Researchers at Gujarat Biotechnology University (GBU) are developing technologies to produce carbon-free fuel that can eventually reduce carbon emissions and contribute to a green environment, according to officials.
With the vision of making a “green process concept”, the research group is working on “whole-cell bio-catalysis” (WCB) for the synthesis of green fuels and biopolymers. The team claimed that the process is not only low-cost but also easily scalable on the industrial size.
The university has been established in partnership with the University of Edinburgh (UoE), United Kingdom.
The progress of industrialisation and exponential growth in global usage of petroleum-based hydrocarbons has elevated the global carbon footprint. The researchers of the newly established institute are working towards reducing carbon emissions.
“Carbon burden (is) a major concern currently threatening future human sustenance and creating green technology with carbon-free alternative fuels is the only way out, and WCB is a promising platform to achieve this mission,” Sudheer Pamidimarri, associate professor, GBU, told PTI.
“The project started late in the year 2019, we got a few leads working with modern ‘omics’ tools and (are) now getting ready to work to execute the idea. In this work, we are going to implement novel metabolic-flux engineering tools for the first time to establish WCB to generate carbon-free fuels such as Bio-H2. The targeted timeline for achieving this task on a laboratory scale is 2024. Further planning will be done for industrial scale-up,” he added.
The "Synthesis of Green Fuels" (Bio-H2) project is being funded by the Department of Biotechnology (DBT), Government of India.

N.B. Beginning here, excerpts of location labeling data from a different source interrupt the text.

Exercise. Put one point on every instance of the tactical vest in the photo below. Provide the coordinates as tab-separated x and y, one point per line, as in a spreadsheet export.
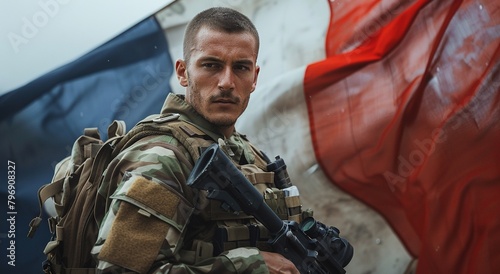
232	230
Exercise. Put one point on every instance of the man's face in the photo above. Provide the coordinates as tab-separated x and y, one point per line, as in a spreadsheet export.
220	75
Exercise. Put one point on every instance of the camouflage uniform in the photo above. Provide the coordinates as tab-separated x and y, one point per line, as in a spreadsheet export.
158	224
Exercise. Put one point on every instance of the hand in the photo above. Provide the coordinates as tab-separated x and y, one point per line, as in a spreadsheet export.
278	264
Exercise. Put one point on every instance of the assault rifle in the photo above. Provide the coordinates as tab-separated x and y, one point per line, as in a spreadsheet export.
311	246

The synthesis of biopolymers (Di-acids, PHBs and amines, among others) using waste biomass will be a future focus of this research group.
With the concept of "whole-cell biocatalysis", the research group has developed a model that would reduce the cost of the process by at least 50-fold and have a promising application in industrial scale-up.
The research group is also looking to engineer the whole-cell system to synthesize the Bio-H2 fuel from crude glycerol and lignocellulosic biomass-derived sugars.